How many people do you have working on the IT team for Spine 2?
Martin: The core technical team that worked on Spine 2's core started with just two people, and at its peak we had up to 25 people working on it. Currently, there are between 15 and 20 people and our long-term target is to have about 15 people working on that particular project. We have a number of other projects that we need a similar amount of people on - we like having smaller teams as we make savings that way and communicate better as well.
Andrew: Keeping the team small was done by design.
Martin: Initially, it was a small team that had already worked in HSCIC in different roles and in other areas of the business. Then we got [consultancy] BJSS on board. We wanted to bring them in to flesh out our experience around the development and delivery process, to bring in more skills, but also to improve the skills that we had in-house. Then we had to gradually build up the team so we didn't suddenly need 25 people all at once.
What skills do you look for in your in-house team?
Martin: We've got a really tight-knit team so we'd rather get people with a broad set of technical skills. We're not interested in people who can do pure development. We want people who have skills in operational support, in trouble-shooting, in design, in testing and can actually do all of those things as an individual rather than having to break up responsibilities into different teams. We wanted, as far as possible, to maintain an agile team working for us on these projects going forwards.
Have you found that requiring people to learn on the job is the best way to ensure you have the right staff? And isn't it hard to compete with the salaries that the private sector offers?
Martin: We do have a lot of people that are genuinely interested in working for the NHS because of the outcomes we can achieve: we can save money and put money towards front-line care, in terms of patients, and and that does help balance the potential differences in pay with the private sector. It has been a successful approach so far, but we have grown the team fairly slowly. Going forward, we're going to have to look at whether we continue to expand at the rate we need.

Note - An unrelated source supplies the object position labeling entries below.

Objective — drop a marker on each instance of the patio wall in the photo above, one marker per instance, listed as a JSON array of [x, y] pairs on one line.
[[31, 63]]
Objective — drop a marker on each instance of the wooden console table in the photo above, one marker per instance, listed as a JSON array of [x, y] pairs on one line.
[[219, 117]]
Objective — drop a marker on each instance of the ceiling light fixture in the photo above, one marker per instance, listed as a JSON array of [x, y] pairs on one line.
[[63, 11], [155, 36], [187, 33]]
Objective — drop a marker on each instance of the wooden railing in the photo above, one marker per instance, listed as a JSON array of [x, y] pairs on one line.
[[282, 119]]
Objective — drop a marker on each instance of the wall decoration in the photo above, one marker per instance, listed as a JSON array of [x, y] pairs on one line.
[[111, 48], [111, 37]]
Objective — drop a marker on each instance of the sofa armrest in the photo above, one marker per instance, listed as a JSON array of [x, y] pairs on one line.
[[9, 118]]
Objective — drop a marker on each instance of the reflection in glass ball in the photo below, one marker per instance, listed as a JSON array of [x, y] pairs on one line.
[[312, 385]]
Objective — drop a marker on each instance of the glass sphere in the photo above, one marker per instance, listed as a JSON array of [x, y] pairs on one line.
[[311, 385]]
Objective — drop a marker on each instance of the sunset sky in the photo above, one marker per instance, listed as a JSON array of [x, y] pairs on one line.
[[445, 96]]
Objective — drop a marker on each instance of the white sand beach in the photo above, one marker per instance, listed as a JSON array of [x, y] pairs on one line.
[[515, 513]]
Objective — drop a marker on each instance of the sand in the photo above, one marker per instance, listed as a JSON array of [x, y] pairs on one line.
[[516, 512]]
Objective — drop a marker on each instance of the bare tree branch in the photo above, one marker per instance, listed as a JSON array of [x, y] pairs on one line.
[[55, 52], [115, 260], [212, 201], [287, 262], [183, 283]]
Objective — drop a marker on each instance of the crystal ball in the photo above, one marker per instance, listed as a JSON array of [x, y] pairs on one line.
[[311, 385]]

Andrew: I think the technology we're using now is something people look for in a job. They don't just want to go into an organisation using old technology, they want to use something new and get their hands on these technologies as well.
Martin: There are lessons of scale you can learn on a project like this where you have a distributed system dealing with a large volume of messages. You perhaps couldn't learn this in some private-sector organisations because the problems we take on in terms of scale don't necessarily exist outside the big ISPs and the big banks.
There has been much criticism of the NHS's past IT projects, particularly under the old National Programme for IT (NPfIT). Does that hamper or worry you as people who work for the NHS?
Martin: We look to the future and what we can achieve going forwards. There have been well-documented problems in the past but we are trying a very different approach and we are seeing benefits coming out of that approach. There are a number of projects within HSCIC where we're trying to work with different suppliers in different ways using different techniques.
Going back two to three years when we started this project, if we had gone out to recruit then, with this project being the first, there would have been a lot of scepticism about where it would go and whether it would get abandoned, but it hasn't happened and I think that sets out our stall going forwards: to show we are here not just for one project, but others as well.